Pixel-Perfect WebM
WebM is probably the future, but like all things containing the word “web,” there’s an element of nuance and surprise that emerges while working with it.
VP9 is supported pretty much everywhere that matters — even Edge manages to produce a video UI, although one imagines it grumbling as it does so — but the only pixel format that actually works across computers and phones alike is YUV420p. For the most part, this detail manifests itself as an additional flag you must pass to your video encoder of choice (e.g. ffmpeg -pix_fmt yuv420p
) lest you present a perfectly playable but nevertheless blank video to some, if not all, of your audience.
But there’s another layer here, one that picks apart the strange name of YUV420p, buried in a drawer somewhere with the label “Chroma Subsampling.” For efficiency reasons, YUV420p will keep only one pixel of color information for every four pixels of video, which means a loss of detail even if you tell it to encode “losslessly.”

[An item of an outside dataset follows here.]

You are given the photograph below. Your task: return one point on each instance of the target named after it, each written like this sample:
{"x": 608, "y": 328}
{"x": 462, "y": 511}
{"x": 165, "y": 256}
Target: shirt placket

For the most part, this produces a perfectly acceptable result, unless you’re doing something that lends itself to pixel precision like screencasting a small terminal window (and, let’s be honest, cultivating a habit of getting hung up on details). The correct solution to this is to move to YUV444p, which keeps a good old-fashioned one-to-one ratio of color data to pixels. Except, like so many “standards,” it produces inconsistent results across browsers. In my limited testing, Chrome and Firefox on Android were able to play YUV444p, along with Firefox on Linux, but Chrome, Firefox, and Edge on Windows didn’t have a clue what was going on and put up a black box instead. Even my file browser wasn’t happy with it, if I’m honest, as it generated a sickly-green thumbnail for the video file.
Options for platform-agnostic pixel-precision are slim, it appears, at least if you’re keeping to strictly HTML5 video. I’ve found a simple way around this for now, though. Since chroma subsampling wants to reduce every 2x2 block of pixels to a single chromatic data point, why not feed it 4x the amount of pixels? And to prevent the filesize from growing unnecessarily, don’t let ffmpeg
attempt to do any kind of interpolation when scaling up — stick with the nearest neighbor algorithm and make plain ol’ 2x2 chunks.
#!/usr/bin/env bash
src="$1"
dest="$2"
rm -f ffmpeg2pass-*.log
ffmpeg -i "$src" \
-y \
-vcodec libvpx-vp9 \
-crf 23 \
-pix_fmt yuv420p \
-vf scale=iw\*2:ih\*2 \
-sws_flags neighbor \
-deadline best \
-pass 1 \
-f webm /dev/null
ffmpeg -i "$src" \
-y \
-vcodec libvpx-vp9 \
-crf 23 \
-pix_fmt yuv420p \
-vf scale=iw\*2:ih\*2 \
-sws_flags neighbor \
-deadline best \
-pass 2 \
"$dest"
This is the best I’ve come up with for now, but I’m hoping YUV444p support will be more of a thing in the future to avoid this kind of workaround.